Permalink
Find file
Fetching contributors…
Cannot retrieve contributors at this time
475 lines (388 sloc) 19 KB
title author date output
SPAM/HAM SMS classification using caret and Naive Bayes
Jesus M. Castagnetto
2015-01-03
html_document
theme keep_md toc
readable
true
true
library(knitr)
opts_chunk$set(cache=TRUE, comment="", warning=FALSE, message=FALSE)

Background

Motivation

I am currently reading the book "Machine Learning with R"[^mlr] by Brent Lantz, and also want to learn more about the caret[^caret] package, so I decided to replicate the SPAM/HAM classification example from the chapter 4 of the book using caret instead of the e1071^e1071 package used in the text.

There are other differences apart from using a different R package: instead of using as comparison the number of false positives, I decided to use the sensitivity and specificity as criteria to evaluate the prediction models. Also, I used the calculated models on a (different) second dataset to test their validity and prediction performance.

[^mlr]: Book page at Packt

[^caret]: The caret package site

Preliminary information

The dataset used in the book is a modified version of the "SMS Spam Collection v.1" created by Tiago A. Almeida and José Maria Gómez Hidalgo^smsspamcoll, as described in Chapter 4 ("Probabilistic Learning -- Clasification Using Naive Bayes") of the aforementioned book.

You can get the modified dataset from the book's page at Packt, but be aware that you will need to register to get the files. If you rather don't do that, you can get the original data files from the original creator's site.

To simplify things, we are going to use the original dataset.

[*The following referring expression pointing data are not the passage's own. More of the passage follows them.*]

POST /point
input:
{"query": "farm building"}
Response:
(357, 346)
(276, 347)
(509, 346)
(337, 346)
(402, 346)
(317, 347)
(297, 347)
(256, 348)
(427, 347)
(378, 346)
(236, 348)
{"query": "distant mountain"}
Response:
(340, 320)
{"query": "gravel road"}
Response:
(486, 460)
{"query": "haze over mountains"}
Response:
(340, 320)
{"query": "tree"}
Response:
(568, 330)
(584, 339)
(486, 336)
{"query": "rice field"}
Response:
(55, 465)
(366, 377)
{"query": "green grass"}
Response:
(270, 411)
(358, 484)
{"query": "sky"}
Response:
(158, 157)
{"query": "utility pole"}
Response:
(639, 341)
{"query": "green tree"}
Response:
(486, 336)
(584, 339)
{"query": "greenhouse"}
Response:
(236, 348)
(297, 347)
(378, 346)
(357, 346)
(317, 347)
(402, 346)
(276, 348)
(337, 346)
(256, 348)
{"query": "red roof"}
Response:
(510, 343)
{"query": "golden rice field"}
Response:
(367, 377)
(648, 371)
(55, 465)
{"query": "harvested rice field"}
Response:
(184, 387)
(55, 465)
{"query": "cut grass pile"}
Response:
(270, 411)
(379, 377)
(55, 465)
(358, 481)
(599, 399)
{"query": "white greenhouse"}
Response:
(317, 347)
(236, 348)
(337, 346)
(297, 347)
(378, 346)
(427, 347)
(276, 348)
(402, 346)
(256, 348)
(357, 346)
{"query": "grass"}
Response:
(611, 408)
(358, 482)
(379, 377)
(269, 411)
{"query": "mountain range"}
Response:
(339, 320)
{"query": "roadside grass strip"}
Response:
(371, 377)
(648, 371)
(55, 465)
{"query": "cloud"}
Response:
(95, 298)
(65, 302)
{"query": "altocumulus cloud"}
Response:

For this excercise we will use the caret package to do the Naive Bayes[^nb] modeling and prediction, the tm package to generate the text corpus, the pander package to be able to output nicely formated tables, and the doMC to take advantage of parallel processing with multiple cores. Also, we will define some utility functions to simplify matters later in the code.

[^nb]: The caret package uses the klaR package for the Naive Bayes algorithm, so we are loading that library and its dependency (MASS) beforehand.

# libraries needed by caret
library(klaR)
library(MASS)
# for the Naive Bayes modelling
library(caret)
# to process the text into a corpus
library(tm)
# to get nice looking tables
library(pander)
# to simplify selections
library(dplyr)
library(doMC)
registerDoMC(cores=4)

# a utility function for % freq tables
frqtab <- function(x, caption) {
    round(100*prop.table(table(x)), 1)
}
# utility function to summarize model comparison results
sumpred <- function(cm) {
    summ <- list(TN=cm$table[1,1],  # true negatives
                 TP=cm$table[2,2],  # true positives
                 FN=cm$table[1,2],  # false negatives
                 FP=cm$table[2,1],  # false positives
                 acc=cm$overall["Accuracy"],  # accuracy
                 sens=cm$byClass["Sensitivity"],  # sensitivity
                 spec=cm$byClass["Specificity"])  # specificity
    lapply(summ, FUN=round, 2)
}

Reading and preparing the data

We start by downloading the zip file with the dataset, and reading the file into a dataframe. We then assign the appropiate names to the columns, and convert the type into a factor. Finally, we randomize the data frame.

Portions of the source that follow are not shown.